Introduction
This is the first of the series of blogs I’m thinking to write on the Git internals. I’ll try to explain the Git directory structure in this one. Also, I’ll keep updating this blog and other blogs as and when I learn more about Git.
Git tracks and stores the changes in a folder called .git. Let’s see what that contains.
Let’s try to explore each file and folder in the order of their priority.
objects/ Folder
This is the most important folder. This is where Git stores the history of each file in the form of blobs, trees and commits. Git uses a technique called content-based hashing to store blobs (individual files) onto the disk. Meaning, two files with same content will have same entry in objects folder.
But how does it differentiate between those two files then? This is where tree object (analogous to folders) comes into the picture. While blobs are only stored based on the content, tree objects store the files’s metadata i.e filename, file mode, etc. This can help Git differentiate files with same content. If you think about it a bit, this is a clever way to store history of files. Disk space is saved by just storing one blob entry for many file with same content.
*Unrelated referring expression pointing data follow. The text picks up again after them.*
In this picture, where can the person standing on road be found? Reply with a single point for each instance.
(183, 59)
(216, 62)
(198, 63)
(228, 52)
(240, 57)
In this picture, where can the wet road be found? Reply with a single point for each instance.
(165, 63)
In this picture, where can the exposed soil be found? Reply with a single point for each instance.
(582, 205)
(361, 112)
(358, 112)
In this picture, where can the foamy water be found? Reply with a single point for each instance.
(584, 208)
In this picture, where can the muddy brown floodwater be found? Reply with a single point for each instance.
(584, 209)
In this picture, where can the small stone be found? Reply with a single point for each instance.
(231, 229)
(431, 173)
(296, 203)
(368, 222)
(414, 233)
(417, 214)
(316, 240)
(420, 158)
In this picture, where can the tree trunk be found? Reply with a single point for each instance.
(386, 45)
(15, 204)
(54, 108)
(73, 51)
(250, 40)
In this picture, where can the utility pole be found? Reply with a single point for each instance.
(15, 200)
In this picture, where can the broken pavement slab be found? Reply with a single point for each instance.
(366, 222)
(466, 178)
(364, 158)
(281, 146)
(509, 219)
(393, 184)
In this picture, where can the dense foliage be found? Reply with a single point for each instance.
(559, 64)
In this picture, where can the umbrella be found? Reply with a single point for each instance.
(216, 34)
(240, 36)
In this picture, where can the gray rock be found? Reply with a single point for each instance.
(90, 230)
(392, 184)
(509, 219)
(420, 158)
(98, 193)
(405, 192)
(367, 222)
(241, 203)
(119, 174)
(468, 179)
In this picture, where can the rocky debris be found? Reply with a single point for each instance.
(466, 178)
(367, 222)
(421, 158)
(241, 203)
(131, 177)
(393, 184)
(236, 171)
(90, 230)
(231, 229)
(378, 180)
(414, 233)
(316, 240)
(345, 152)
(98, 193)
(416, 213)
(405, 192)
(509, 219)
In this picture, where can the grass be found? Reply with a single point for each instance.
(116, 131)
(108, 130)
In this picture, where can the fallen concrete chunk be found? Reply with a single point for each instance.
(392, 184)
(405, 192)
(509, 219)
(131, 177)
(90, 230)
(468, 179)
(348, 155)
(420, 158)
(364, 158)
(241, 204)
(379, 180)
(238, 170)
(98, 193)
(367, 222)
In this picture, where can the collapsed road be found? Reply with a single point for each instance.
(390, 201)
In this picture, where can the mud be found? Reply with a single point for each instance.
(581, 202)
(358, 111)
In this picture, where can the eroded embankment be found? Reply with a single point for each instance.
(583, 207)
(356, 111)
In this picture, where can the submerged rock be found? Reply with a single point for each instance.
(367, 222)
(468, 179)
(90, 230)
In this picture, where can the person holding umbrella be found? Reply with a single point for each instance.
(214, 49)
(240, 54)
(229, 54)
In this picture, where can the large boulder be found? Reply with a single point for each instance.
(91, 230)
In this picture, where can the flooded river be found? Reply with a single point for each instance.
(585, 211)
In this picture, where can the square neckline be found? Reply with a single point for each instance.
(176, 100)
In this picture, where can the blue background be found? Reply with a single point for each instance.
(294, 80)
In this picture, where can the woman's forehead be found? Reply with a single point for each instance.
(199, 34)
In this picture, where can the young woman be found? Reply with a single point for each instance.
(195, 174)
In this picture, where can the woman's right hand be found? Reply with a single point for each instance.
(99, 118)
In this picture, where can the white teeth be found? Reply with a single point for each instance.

And finally commit objects store a collection of trees and blobs. Each commit object store the exact state of a Git repository.
objects/pack/ Folder
If you look at the objects folder above closely (ignore info and pack folders for now) there’s a folder and not a file. We’d expect a single object file since we only added a.txt right? This is one of the place where Git smartly stores the objects in folders with folder names being the first two characters of the object’s hash. This is to reduce the number of entries in objects folder and make it easier of operating system to iterate. With this technique, the maximum folders that can exist (excluding info and pack folders) under objects folder will be 256 (16 * 16 combinations using first two hexadecimal characters) 1 . These are called loose objects. When these loose objects grow more than a certain threshold (6700 by default) Git performs a pack action to store all similar files into a pack file under pack/ directory. This immensely reduces space further.
objects/info/ Folder
This folder is supposed to store any additional information regarding the files stored. But I’ve always seen this folder empty.
index File
This is where all our staging area information is stored. This information is used by various commands like git commit
, git status
, git diff
etc.
refs/ Folder
Stores the information about various branches and tags. Each file inside the folders heads/, tags/ stores the tip of the commit in a file with same name a branch/tag. For example if you have a branch named main with latest commit being 1ce5…c661a, the file refs/heads/main would store this commit. So when ever you switch branches, this is where Git looks to get the latest commit of that specific branch.
HEAD File
This file typically points to the current branch’s latest commit’s ref file (symbolic link). For example if you are on main branch, the HEAD file would contain the following content:
This can also point to a specific commit directly and is called detached HEAD.
logs/ Folder
This folder stores all the changes made to a specific branch. For example, the following is a simple logs/HEAD file on one of my local repository:
hooks/ Folder
This folder stores some scripts that during run during various Git commands. For example the file commit-msg.sample contains a script to show the default commit message template.
config File
This file stores the repository specific configurations.
info/exclude File
This file stores the entries to that we don’t want to track. This can especially be useful when we don’t want to track a particular file/folder but also don’t want to add it to .gitignore.
branches/ Folder
This is a deprecated way of storing remote branch URLs. This info is now stored in config file.
Conclusion
That’s it for this one. I’ll next write on how Git’s object store works. Thanks!